Gioco illegale in Italia, mercato da 30 miliardi
In merito al fenomeno del gioco illegale dallo studio Luiss–Prisma emergono numeri in crescita, profili dei giocatori e cinque pilastri strategici per combatterlo.
Il mercato del gioco illegale in Italia continua a rappresentare una delle principali criticità per il settore del gioco pubblico. Si tratta di un fenomeno con dimensioni sempre più rilevanti e difficili da circoscrivere. La nuova ricerca “Il mercato italiano del gioco non regolato”, realizzata da Prisma Spa e dal Gruppo di ricerche finanziarie e industriali “Fabio Gobbo” della Luiss, stima una raccolta complessiva di circa 30 miliardi di euro, con oltre 2 miliardi di spesa effettiva e un’evasione fiscale pari a 1,4 miliardi.
I risultati sono stati presentati a Roma durante l’evento “Misurare l’invisibile”, che ha riunito accademici, istituzioni e operatori del settore per analizzare un fenomeno privo di confini chiari e in continua evoluzione.
IL PESO DELL’ONLINE E LA STRUTTURA DEL MERCATO NON REGOLATO
Lo studio conferma la predominanza assoluta del canale digitale, che rappresenta l’ottantacinque percento del mercato illegale. La restante quota del quindici percento si distribuisce tra scommesse, apparecchi e lotterie, con percentuali che indicano una maggiore efficacia dei controlli nel settore fisico. La prevalenza dell’online è attribuita alla presenza di piattaforme offshore, sistemi di pagamento non tracciabili e modalità di gioco che sfuggono ai meccanismi tradizionali di vigilanza.
L’analisi evidenzia inoltre come il gioco illegale influenzi variabili economiche locali, incidendo su prezzi, affitti e comportamenti dei giocatori. Il fenomeno appare particolarmente radicato nelle aree dove le reti illegali sono più strutturate, con una capacità di adattamento che rende complesso ogni tentativo di misurazione puntuale.

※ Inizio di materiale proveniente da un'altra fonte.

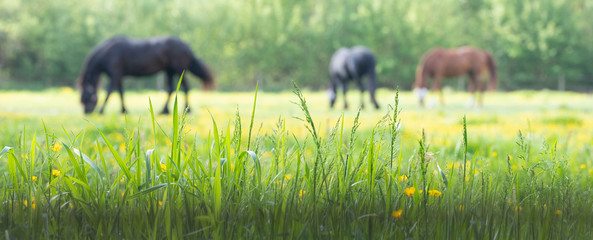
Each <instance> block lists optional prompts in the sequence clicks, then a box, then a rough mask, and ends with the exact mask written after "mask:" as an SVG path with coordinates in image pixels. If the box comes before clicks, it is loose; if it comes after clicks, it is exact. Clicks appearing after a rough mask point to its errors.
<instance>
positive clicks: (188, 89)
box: [181, 78, 191, 113]
mask: <svg viewBox="0 0 593 240" xmlns="http://www.w3.org/2000/svg"><path fill="white" fill-rule="evenodd" d="M181 86H183V91H184V92H185V109H186V110H187V112H188V113H190V112H191V109H190V108H189V86H188V85H187V81H185V78H182V79H181Z"/></svg>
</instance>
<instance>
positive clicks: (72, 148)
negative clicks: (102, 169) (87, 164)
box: [72, 148, 105, 177]
mask: <svg viewBox="0 0 593 240" xmlns="http://www.w3.org/2000/svg"><path fill="white" fill-rule="evenodd" d="M72 152H73V153H74V154H76V155H77V156H79V157H81V158H82V160H84V161H85V162H86V163H87V164H89V165H90V166H91V167H92V168H93V169H94V170H95V171H96V172H97V173H98V174H99V176H101V177H105V174H104V173H103V171H101V168H99V166H97V164H96V163H95V162H94V161H93V160H91V159H90V158H89V157H88V156H87V155H86V154H84V153H81V152H80V151H79V150H78V149H76V148H72Z"/></svg>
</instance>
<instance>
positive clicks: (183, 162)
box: [0, 89, 593, 239]
mask: <svg viewBox="0 0 593 240" xmlns="http://www.w3.org/2000/svg"><path fill="white" fill-rule="evenodd" d="M301 94H302V95H301ZM254 95H255V94H254V93H202V92H192V96H191V106H192V107H193V113H192V114H191V115H185V114H183V113H182V112H181V111H174V114H173V115H172V116H159V115H154V112H159V110H160V108H161V107H162V105H159V104H162V103H161V102H160V101H159V100H160V96H162V98H163V99H164V94H163V93H156V92H147V93H133V92H131V93H129V94H127V95H126V105H127V108H128V111H129V112H130V114H128V115H125V116H124V115H119V114H117V112H118V109H119V107H118V106H119V101H118V99H117V98H114V99H112V102H110V103H109V106H108V108H107V109H106V110H107V114H106V115H105V116H100V115H89V116H84V115H82V114H81V112H82V108H81V106H79V104H78V101H77V100H78V95H77V93H76V92H74V91H68V90H64V89H62V90H50V91H47V92H42V93H38V92H18V93H14V92H5V93H0V101H2V102H5V101H6V103H7V104H2V105H0V121H1V123H2V126H3V128H2V130H0V131H1V132H0V133H1V134H2V136H1V137H0V147H3V146H7V148H4V150H2V151H1V152H0V169H2V170H3V171H2V175H1V177H2V178H0V185H1V186H2V188H3V189H2V190H3V191H2V192H1V193H0V196H1V197H2V204H1V205H0V227H1V229H4V230H5V236H9V237H10V238H11V239H12V238H36V239H37V238H38V239H41V238H68V239H71V238H127V239H130V238H131V239H138V238H141V239H162V238H168V239H178V238H182V237H185V238H216V239H228V238H264V237H265V238H268V237H282V238H315V239H318V238H332V239H336V238H337V239H342V238H400V239H403V238H428V239H433V238H453V239H456V238H478V239H482V238H503V239H506V238H548V237H550V238H583V237H586V236H590V235H591V234H593V233H592V232H591V229H590V227H589V226H588V222H590V221H591V220H593V212H592V211H591V209H590V206H591V205H592V204H593V200H591V199H593V198H592V197H593V196H591V195H592V194H593V193H591V191H589V189H591V187H593V186H592V181H591V180H592V177H593V163H592V161H593V160H592V158H591V152H592V149H591V148H592V147H591V146H592V145H593V134H592V133H593V132H592V131H593V130H591V129H593V128H592V127H593V126H592V125H593V120H590V119H591V118H590V117H588V115H590V114H591V112H592V108H593V106H589V105H588V104H587V103H588V102H590V100H591V96H588V95H582V94H568V93H554V92H535V93H534V92H529V94H523V93H521V92H518V93H496V94H491V95H487V96H486V106H485V107H484V108H482V109H468V108H465V97H466V96H467V95H466V94H463V93H453V95H452V96H447V100H448V101H447V105H446V106H444V107H436V108H434V109H421V108H419V107H417V104H416V101H415V98H414V96H413V95H412V94H411V93H408V92H402V93H399V97H398V98H395V95H396V94H395V93H394V92H391V91H379V93H378V100H379V102H380V103H381V104H383V105H382V110H380V111H375V110H371V109H364V110H360V111H358V109H350V110H348V111H342V110H334V111H329V109H328V101H327V100H326V98H325V96H324V95H323V94H322V93H315V92H302V93H301V92H300V91H299V90H297V89H295V92H294V93H289V92H286V93H265V92H261V91H258V93H257V99H255V97H254ZM149 96H150V101H149V99H148V97H149ZM394 98H395V99H394ZM8 99H11V101H8ZM182 99H183V97H180V98H179V100H180V102H179V103H178V106H183V105H184V103H183V102H181V100H182ZM365 100H366V99H365ZM339 101H340V100H339ZM349 101H350V106H355V105H356V104H354V103H356V102H358V101H359V99H358V94H356V93H351V94H350V96H349ZM254 104H255V106H254ZM254 107H255V108H254ZM254 110H255V111H254ZM254 112H255V115H252V114H253V113H254ZM464 116H465V119H464ZM464 122H465V124H463V123H464ZM252 125H253V128H251V127H250V126H252ZM5 126H9V127H5ZM250 130H251V131H250ZM465 130H467V137H464V131H465ZM249 132H251V134H250V133H249ZM66 226H67V227H66Z"/></svg>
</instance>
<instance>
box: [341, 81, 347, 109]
mask: <svg viewBox="0 0 593 240" xmlns="http://www.w3.org/2000/svg"><path fill="white" fill-rule="evenodd" d="M341 83H342V93H343V95H344V109H348V101H347V99H346V92H347V91H348V83H347V81H346V80H343V81H341Z"/></svg>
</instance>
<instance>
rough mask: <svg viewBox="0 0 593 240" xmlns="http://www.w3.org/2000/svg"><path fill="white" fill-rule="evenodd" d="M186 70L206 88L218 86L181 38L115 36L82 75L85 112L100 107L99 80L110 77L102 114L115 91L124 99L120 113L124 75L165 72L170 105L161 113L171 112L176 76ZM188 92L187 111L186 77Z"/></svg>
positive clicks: (103, 104) (202, 63)
mask: <svg viewBox="0 0 593 240" xmlns="http://www.w3.org/2000/svg"><path fill="white" fill-rule="evenodd" d="M183 70H188V71H189V72H191V73H193V74H194V75H196V76H198V77H199V78H201V79H202V82H203V88H204V89H205V90H212V89H214V87H215V83H214V76H213V75H212V73H211V72H210V69H209V68H208V67H207V66H206V64H204V63H203V62H202V60H200V59H199V58H196V57H195V56H194V54H193V52H192V51H191V49H190V47H189V46H188V45H187V44H186V43H184V42H183V41H181V40H180V39H178V38H173V37H155V38H150V39H146V40H140V39H128V38H125V37H114V38H111V39H109V40H107V41H105V42H104V43H103V44H101V45H99V46H97V47H95V48H94V49H93V51H92V52H91V53H90V54H89V56H88V57H87V59H86V62H85V64H84V66H83V69H82V72H81V74H80V79H79V81H80V86H81V90H82V93H81V97H80V101H81V102H82V104H83V105H84V113H91V112H93V110H94V109H95V106H96V105H97V100H98V99H97V88H98V84H99V78H100V76H101V74H102V73H105V74H107V75H108V76H109V78H111V81H110V82H109V86H108V88H107V96H106V97H105V102H104V103H103V106H102V107H101V110H100V111H99V112H100V113H103V110H104V108H105V104H106V103H107V99H109V96H110V95H111V92H112V91H113V90H115V89H117V90H119V94H120V97H121V111H122V113H125V112H126V108H125V107H124V90H123V87H122V80H123V77H124V76H147V75H153V74H156V73H158V72H160V71H164V72H165V73H166V77H167V90H168V95H167V102H166V103H165V108H163V111H162V112H161V113H163V114H167V113H169V108H168V103H169V98H170V97H171V93H172V92H173V90H174V86H173V76H175V75H176V76H179V75H181V73H182V72H183ZM181 85H182V86H183V90H184V91H185V98H186V101H185V102H186V108H187V109H188V110H189V105H188V102H189V100H188V90H189V87H188V85H187V83H186V81H185V78H183V79H181Z"/></svg>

IL PROFILO DEL GIOCATORE ILLEGALE E LE MOTIVAZIONI
Secondo le indagini condotte da Luiss e Ipsos, circa 5,5 milioni di italiani si rivolgono al mercato non regolamentato, pari al ventiquattro percento dei giocatori totali. La maggioranza utilizza il canale fisico, mentre una quota significativa accede tramite Internet. Il giocatore illegale medio è un uomo di circa quarant’anni, occupato nella maggior parte dei casi e spesso con figli minorenni.
Il livello di istruzione risulta mediamente più basso rispetto ai giocatori del circuito autorizzato. La diffusione è maggiore nel Mezzogiorno, dove la presenza di reti illegali radicate facilita l’accesso ai servizi non autorizzati. Le motivazioni principali sono legate allo svago, alla percezione di un’offerta più conveniente e alla possibilità di ottenere quote o vincite ritenute più vantaggiose.
Un elemento critico riguarda la scarsa consapevolezza: un terzo dei giocatori non è pienamente cosciente di operare in un contesto illegale, complice la scarsa trasparenza percepita nel mercato complessivo del gioco.
LE NUOVE FRONTIERE DELL’ILLEGALITÀ DIGITALE
La ricerca individua nuove forme emergenti di gioco illegale, sempre più difficili da intercettare. Tra queste figurano i Crypto casinò (che puntano su criptovalute e anonimato), i Telegram casinò (basati su canali della piattaforma di messaggistica) e app di crash games (legate a siti non autorizzati). Un’area grigia è rappresentata dai mercati di previsione, piattaforme nate come strumenti finanziari che si sono trasformate in sistemi complessi di scommesse operanti in un contesto non regolato.
Le istituzioni coinvolte nel dibattito hanno evidenziato come il gioco pubblico richieda tutela della salute, legalità e gettito erariale, sottolineando la necessità di un aggiornamento costante degli strumenti di controllo. Le autorità di vigilanza hanno inoltre segnalato la difficoltà di contrastare operatori basati in paradisi fiscali, dove la chiusura dei siti risulta inefficace a causa della loro immediata riattivazione.
I CINQUE PILASTRI PER IL CONTRASTO AL GIOCO ILLEGALE
Lo studio propone cinque direttrici strategiche per rafforzare il contrasto al gioco illegale. Dall’uniformità normativa tra Stato, Regioni e Comuni al riequilibrio fiscale tra gioco online e fisico, dal monitoraggio dei prodotti emergenti alla revisione del divieto assoluto di pubblicità sino al rafforzamento della cooperazione giudiziaria internazionale con Paesi che ospitano operatori illegali e il coinvolgimento del sistema bancario. Un percorso complesso ma ritenuto indispensabile per riportare trasparenza, sicurezza e competitività nel mercato del gioco pubblico italiano.